• Name of Inventor: Charles Babbage
  • Born: December 26, 1791
  • Died: October 18, 1871
  • Place of Birth: London, England
  • Invention(s): Difference Engine, Analytical Engine


photo of charles babbage
Charles Babbage was an English mathematician and a pioneer in the development of modern computer. He was born on December 26, 1791 in today’s Southwark, a borough of London, to Benjamin Babbage and Elizabeth Plumley Teape Babbage. Charles was their first son. His father was a stern man with a terrible temper. Though his mother was attentive and caring, he was brought up largely by nurses.

At the age of 12, Charles Babbage and family moved to Devon. He attended the public schools here. It is while being here that Charles tried to design a contraption which would allow him to walk on the waters, like Jesus did. This was probably his first scientific experiment.

In 1810 he enrolled in Cambridge Trinity College. He studied there for four years. This is where Charles was able to solidify his foundation in mathematics, astronomy and economics. By the time he finished his education, he fell in love with a woman named Georgiana Whitmore. They married on July 2, 1814. Charles and Georgiana had eight children, of which three, all boys, survived.

Charles was at loggerheads with his father most of the time, even after he was elected to the Royal Society on March 14, 1816. In the years which followed, the death of Georgiana’s father, followed by the death of his own father, made the couple financially secure, because both of them came into their inheritances. Georgiana died in 1827, leaving Charles grief stricken. Charles took a long time to recover, and after his recovery, he spent most of his time in designing the difference engine and the analytical engine.

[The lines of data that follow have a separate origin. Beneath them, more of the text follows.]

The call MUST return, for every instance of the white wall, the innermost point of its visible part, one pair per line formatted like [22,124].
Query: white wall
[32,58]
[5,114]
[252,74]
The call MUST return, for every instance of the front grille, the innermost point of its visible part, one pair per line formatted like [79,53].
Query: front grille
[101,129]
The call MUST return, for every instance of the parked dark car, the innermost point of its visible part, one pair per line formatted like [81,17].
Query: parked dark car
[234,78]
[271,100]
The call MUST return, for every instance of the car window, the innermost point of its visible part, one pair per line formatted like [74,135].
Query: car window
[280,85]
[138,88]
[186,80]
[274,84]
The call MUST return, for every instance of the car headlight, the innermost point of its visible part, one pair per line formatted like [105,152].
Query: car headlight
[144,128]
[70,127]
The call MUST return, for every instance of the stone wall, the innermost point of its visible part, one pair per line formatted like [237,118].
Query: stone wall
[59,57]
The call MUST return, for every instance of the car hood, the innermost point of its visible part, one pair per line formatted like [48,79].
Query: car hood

His inventions and his personality helped him to become friends with many famous people, including Charles Dickens and the Duke of Wellington. He also got acquainted with Lord Byron’s daughter in the early 1830s. Ada and Charles worked together for many years, until her death in 1852. The death of Ada shattered Charles, and he spent the rest of his life mostly alone, and tried to keep himself busy by focusing on publishing books and articles. He published around 12 books and over 70 articles during his lifetime. Charles Babbage died at the age of 74 on October 18, 1871.

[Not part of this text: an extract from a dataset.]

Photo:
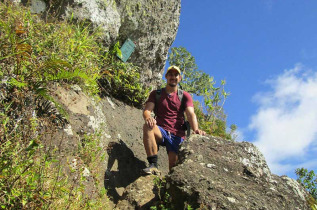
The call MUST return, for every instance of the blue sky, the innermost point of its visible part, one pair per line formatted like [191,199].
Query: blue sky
[266,50]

The science Museum in London England contains a large collection of his papers, note books and engineering drawings. Scientists and engineers are still analyzing his books and drawings.


Difference Engine

photo of babbage's difference engine

A few years before the death of his wife and his father, Charles started working on his Difference Engine. The Difference Engine was a fully automated calculating machine. It was designed to carry out intensive mathematical computations. It operated by leveraging the power of steam. The design of the Difference Engine was extremely complicated and Charles went through a lot of stumbling blocks before he was able to successfully design it. The Difference Engine was funded by the government until 1842. When Charles was unable to finish the design, the government withdrew the funding and thus, the Difference Engine remained unfinished.

Analytical Engine

The Analytical Engine is widely regarded as the predecessor of the modern computer. Charles Babbage started working on this in 1843. He created over 100 drawings for this. He was helped by Ada Lovelace, daughter of the poet Lord Byron in the development of this engine. She documented the design of this engine and her notes were valuable in understanding the design of the Analytical Engine.

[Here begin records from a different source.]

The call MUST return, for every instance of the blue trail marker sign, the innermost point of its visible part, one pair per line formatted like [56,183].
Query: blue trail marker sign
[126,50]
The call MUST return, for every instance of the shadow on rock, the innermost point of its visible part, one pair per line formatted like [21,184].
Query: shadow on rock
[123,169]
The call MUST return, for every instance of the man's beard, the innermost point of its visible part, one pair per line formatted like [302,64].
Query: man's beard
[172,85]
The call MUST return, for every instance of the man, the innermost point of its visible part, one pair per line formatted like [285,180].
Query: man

  • A tool is usually more simple than a machine; it is generally used with the hand, whilst a machine is frequently moved by animal or steam power.
  • At each increase of knowledge, as well as on the contrivance of every new tool, human labour becomes abridged.
  • The difference between a tool and a machine is not capable of very precise distinction; nor is it necessary, in a popular explanation of those terms, to limit very strictly their acceptation.
  • That science has long been neglected and declining in England, is not an opinion originating with me, but is shared by many, and has been expressed by higher authority than mine.
  • The accumulation of skill and science which has been directed to diminish the difficulty of producing manufactured goods, has not been beneficial to that country alone in which it is concentrated; distant kingdoms have participated in its advantages.
  • Some kinds of nails, such as those used for defending the soles of coarse shoes, called hobnails, require a particular form of the head, which is made by the stroke of a die.
  • Perhaps it would be better for science, that all criticism should be avowed.
  • It will be readily admitted, that a degree conferred by an university, ought to be a pledge to the public that he who holds it possesses a certain quantity of knowledge.
  • Errors using inadequate data are much less than those using no data at all.
  • The half minute which we daily devote to the winding-up of our watches is an exertion of labour almost insensible; yet, by the aid of a few wheels, its effect is spread over the whole twenty-four hours.
  • Whenever the work is itself light, it becomes necessary, in order to economize time, to increase the velocity.
  • There are few circumstances which so strongly distinguish the philosopher, as the calmness with which he can reply to criticisms he may think undeservedly severe.
  • The possessors of wealth can scarcely be indifferent to processes which, nearly or remotely have been the fertile source of their possessions.
  • The economy of human time is the next advantage of machinery in manufactures.